Working Out and Sobriety

January 13, 2017 

When entering sobriety, it is recommended that people maintain a healthy lifestyle. The new schedule should include time for meetings such as Alcoholics Anonymous (AA) or Narcotics Anonymous (NA) as well as time for positive connections such as family members and friends that support your sobriety. A great way to help maintain sobriety is to start healthy habits and routines such as exercising.

 

Exercise is in no way a cure for addiction, however it can be a helpful aid in treatment and recovery. For some, it can serve as a distraction and for others it’s a way to appropriately cope and release stress. It’s also been found that during exercise, natural endorphins are released which causes and safe and natural high.

 

Routines can include yoga, hiking, walking, biking, strength training, and jogging. Team sports are also a great way to stay busy, get a workout, and surround yourself with like-minded friends. Even competing in obstacle course races or rock climbing walls can help boost self-confidence and sense of accomplishment which is also beneficial during recovery.

 

Per addiction.com, here are some benefits for exercise: 

 

Exercise fills up your time — in a good way. When you prioritize physical activity it necessarily eats up part of your schedule.

 

You’ll sleep more soundly. As your body gradually returns to a healthier, balanced state, exercise also helps to restore a normal sleep cycle. 

 

You’ll heal your body and mind.

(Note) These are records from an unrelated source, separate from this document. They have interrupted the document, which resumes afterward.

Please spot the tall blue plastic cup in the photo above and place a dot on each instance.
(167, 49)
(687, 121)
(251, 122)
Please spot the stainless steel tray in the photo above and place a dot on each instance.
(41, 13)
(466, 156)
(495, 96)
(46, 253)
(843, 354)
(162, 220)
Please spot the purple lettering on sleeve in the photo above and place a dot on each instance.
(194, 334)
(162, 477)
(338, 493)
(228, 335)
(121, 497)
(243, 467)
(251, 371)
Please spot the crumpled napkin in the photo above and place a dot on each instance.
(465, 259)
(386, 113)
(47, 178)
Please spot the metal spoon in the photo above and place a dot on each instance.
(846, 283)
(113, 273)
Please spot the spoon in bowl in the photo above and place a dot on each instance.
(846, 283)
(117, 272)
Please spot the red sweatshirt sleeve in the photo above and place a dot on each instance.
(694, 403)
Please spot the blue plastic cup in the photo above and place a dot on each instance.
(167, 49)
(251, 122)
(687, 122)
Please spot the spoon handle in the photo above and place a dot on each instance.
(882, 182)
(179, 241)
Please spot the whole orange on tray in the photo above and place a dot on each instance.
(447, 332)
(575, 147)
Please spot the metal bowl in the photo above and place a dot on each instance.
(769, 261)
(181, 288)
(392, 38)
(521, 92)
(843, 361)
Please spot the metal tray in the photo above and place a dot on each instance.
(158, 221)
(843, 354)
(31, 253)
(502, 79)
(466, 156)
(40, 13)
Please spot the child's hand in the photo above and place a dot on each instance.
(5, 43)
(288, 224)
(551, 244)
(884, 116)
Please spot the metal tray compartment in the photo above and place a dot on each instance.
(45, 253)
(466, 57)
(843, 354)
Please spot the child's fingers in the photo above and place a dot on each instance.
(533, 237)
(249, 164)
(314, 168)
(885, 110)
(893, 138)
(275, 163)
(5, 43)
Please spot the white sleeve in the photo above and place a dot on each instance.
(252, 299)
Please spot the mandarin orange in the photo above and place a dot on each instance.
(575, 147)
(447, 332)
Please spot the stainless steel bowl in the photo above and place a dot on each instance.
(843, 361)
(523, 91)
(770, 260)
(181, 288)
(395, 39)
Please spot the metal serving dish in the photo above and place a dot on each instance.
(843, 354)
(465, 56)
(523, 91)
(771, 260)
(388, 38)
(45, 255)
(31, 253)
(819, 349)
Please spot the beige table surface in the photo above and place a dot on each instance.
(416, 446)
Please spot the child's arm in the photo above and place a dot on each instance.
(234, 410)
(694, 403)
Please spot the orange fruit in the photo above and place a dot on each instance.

Even better for those in recovery, research shows that regular workouts increase the number of new nerve connections in the brain, which helps it heal from the effects of substance use.

 

Working out offers an outlet for anger. It’s common for recovering addicts to have trouble dealing with rage and feeling frustrated; because of your addiction, you may not have learned to express these emotions in a healthy way. 

 

Being active makes it easier to de-stress and weather a crisis. Exercise can become your go-to tool to reduce stress, regain composure and do something proactive for your recovery, all at the same time.

 

Exercise builds self-confidence. Like anything new you learn, the more you do it, the better you get.